Fellow Americans, you’ve seen it all before. The broken promises to “do something” about illegal immigration that amounted to nothing, even when each political party had complete control of Congress and the White House. The bankrupt arguments, like the contemptible idea America should tolerate wholly avoidable crimes, including rape and murder, because illegals commit them at “lesser rates” than native-born Americans. The judicial activism, as in preventing the Trump administration from transferring Pentagon funds to border-wall construction, or forbidding it from withholding grants from sanctuary cities that openly defy immigration law. And the wreckage of lives perpetrated by drug cartels, to the point where the number of lives lost to drug overdoses exceeds the number of those killed in car crashes.

Thus, Americans are enduring a wholesale invasion of our nation. One so egregious the number of apprehended illegals could top one million just in FY2019, a total that is surpassed only by the 10 most populous cities in the nation.

And you’ve witnessed every bit of it abetted by open-border, nation-state-despising, “abolish ICE!” leftists, many of whom believe that any attempt to preserve our customs, culture, language, and exceptionalism is tantamount to white nationalism.

When President Donald Trump declared a national emergency, the Democrat/Media Complex assured the nation he was “manufacturing a crisis,” that he was “abusing” the Constitution, and that Congress was the only entity that could address the issues that would effectively eliminate the problem. Yet the legislative branch has failed to address issues such as birthright citizenship, E-Verify, visa-overstays, the Flores Settlement that requires government to release children detained by ICE within 20 days, and the idea that an asylum claim automatically gets one entry into America, even though international standards require asylum-seekers to claim it in the first safe country they enter.

Lawmakers’ calculated impotence is no accident. “For decades politicians made statements about how our immigration laws must be enforced and our borders secured against the illegal and uninspected entry of aliens, while making certain never to implement the measures to actually achieve those commonsense and achievable goals,” columnist Michael Cutler explains.

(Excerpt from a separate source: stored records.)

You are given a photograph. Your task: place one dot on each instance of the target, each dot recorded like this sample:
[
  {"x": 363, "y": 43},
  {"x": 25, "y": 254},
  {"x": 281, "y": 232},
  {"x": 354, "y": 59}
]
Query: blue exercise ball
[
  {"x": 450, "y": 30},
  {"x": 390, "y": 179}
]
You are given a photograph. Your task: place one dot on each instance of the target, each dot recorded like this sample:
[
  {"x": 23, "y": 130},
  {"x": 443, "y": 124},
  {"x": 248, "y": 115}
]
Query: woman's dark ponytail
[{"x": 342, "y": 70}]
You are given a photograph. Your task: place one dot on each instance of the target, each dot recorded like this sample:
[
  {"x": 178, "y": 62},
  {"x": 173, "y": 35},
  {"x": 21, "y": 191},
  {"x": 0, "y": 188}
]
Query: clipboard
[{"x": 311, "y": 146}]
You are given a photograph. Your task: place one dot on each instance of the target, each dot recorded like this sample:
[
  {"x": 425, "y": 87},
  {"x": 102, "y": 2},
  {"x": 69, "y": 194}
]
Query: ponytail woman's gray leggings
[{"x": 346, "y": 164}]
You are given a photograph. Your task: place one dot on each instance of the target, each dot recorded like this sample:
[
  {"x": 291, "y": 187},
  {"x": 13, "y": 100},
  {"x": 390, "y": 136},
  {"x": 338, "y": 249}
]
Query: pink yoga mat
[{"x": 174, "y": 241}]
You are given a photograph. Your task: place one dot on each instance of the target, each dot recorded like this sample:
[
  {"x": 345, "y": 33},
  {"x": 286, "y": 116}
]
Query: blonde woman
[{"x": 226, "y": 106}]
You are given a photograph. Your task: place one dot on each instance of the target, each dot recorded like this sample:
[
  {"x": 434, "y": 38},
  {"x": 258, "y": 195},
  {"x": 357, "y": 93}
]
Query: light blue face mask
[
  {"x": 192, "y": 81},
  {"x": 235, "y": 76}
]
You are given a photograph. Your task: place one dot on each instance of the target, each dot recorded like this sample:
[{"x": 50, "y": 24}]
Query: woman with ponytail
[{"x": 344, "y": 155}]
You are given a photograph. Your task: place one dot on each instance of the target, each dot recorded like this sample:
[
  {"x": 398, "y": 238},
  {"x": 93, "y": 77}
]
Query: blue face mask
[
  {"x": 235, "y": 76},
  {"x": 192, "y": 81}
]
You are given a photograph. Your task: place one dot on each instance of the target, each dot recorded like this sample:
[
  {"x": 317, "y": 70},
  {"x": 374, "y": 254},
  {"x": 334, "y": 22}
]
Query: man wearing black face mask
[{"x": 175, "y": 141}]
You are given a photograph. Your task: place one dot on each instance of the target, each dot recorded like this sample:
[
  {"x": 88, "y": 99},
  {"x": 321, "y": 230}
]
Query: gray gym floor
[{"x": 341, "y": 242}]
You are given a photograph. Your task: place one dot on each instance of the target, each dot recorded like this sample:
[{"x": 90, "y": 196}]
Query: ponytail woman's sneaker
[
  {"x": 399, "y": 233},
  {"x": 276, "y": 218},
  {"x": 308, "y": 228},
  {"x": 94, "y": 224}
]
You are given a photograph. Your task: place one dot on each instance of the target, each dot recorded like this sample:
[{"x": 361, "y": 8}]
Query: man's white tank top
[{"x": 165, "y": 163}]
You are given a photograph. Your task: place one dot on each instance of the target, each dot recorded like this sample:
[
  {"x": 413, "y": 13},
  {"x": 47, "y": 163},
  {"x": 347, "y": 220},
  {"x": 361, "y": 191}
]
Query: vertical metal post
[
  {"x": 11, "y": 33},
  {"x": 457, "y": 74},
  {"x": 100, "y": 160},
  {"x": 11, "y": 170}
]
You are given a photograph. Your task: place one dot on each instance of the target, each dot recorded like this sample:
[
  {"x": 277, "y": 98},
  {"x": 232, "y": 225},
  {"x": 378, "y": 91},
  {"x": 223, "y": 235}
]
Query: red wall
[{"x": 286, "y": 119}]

They have an equally recalcitrant ally. “Mexico … refuses to sign a ‘safe third country’ agreement with the United States — this despite Mexico having incredibly generous asylum laws that are even broader than our own,” writes columnist Rachel Bovard, who further asserts that Mexico is the key to solving the crisis.

Mexican President President Andrés Manuel López Obrador has other ideas. “‘America First’ is a fallacy because until the end of times, even beyond national borders, justice and universal fraternity will prevail,” he asserts.

Thus, the game continues. Trump’s proposal for a merit-based immigration system that would raise skill-based immigration from 12% to 57% of the total, and decrease family-based and lottery-based immigration by 50%? A deflection.

His promise to impose a 5% tariff on all Mexican imports beginning June 10, and rising to 25%, if Mexico does not take action to “reduce or eliminate the number of illegal aliens” crossing the border? “This is a misuse of presidential tariff authority and counter to congressional intent,” Sen. Chuck Grassley (R-IA) insists. Sen. John Cornyn (R-TX) agrees. “Senator Cornyn supports the president’s commitment to securing our border, but he opposes this across-the-board tariff which will disproportionately hurt Texas,” a Cornyn spokesperson said.

Disproportionately hurt Texas? Compared to what? “‘We’ve never seen anything like this’: As Trump threatens to close border, migrants overwhelm Texas cities,” stated a USA Today headline — in March.

April? “On Wednesday, CBP reported ‘off the charts’ figures for the number of migrants apprehended at the border in April,” Fox News reports. “109,144 people were encountered trying to illegally enter the U.S., up from 103,719 in March and a 160 percent increase over the previous year.”

May? An NBC News headline says it all: “Record number of undocumented immigrants flooded the southern border in May.”

Mexico’s response to the proposed tariff? “Mexico’s top diplomats issued a veiled threat to the U.S. government suggesting that without their efforts, 250,000 more Central American migrants could proceed north,” Breitbart News reveals.

Central American migrants? “Border officials in Texas say a group of 116 Africans was arrested Thursday after wading through the Rio Grande to enter the United States,” Fox News reports. “The migrants were from Angola, Cameroon and other African nations and include families with children and young people who were not with relatives.”

In other words, how to game America’s immigration system is becoming common knowledge worldwide.

Enough. America currently maintains 28,500 active-duty troops on a South Korean border they have defended since 1953. And as columnist George Neumayr reminds  us, the same Congress that refuses to address the problem at America’s border gives “billions of dollars to governments across Asia, Africa, Europe, the Middle East, and Latin America.” Moreover, that funding “combined with the astronomical costs of U.S. military protection, allow those countries to seal off their borders” (italics added).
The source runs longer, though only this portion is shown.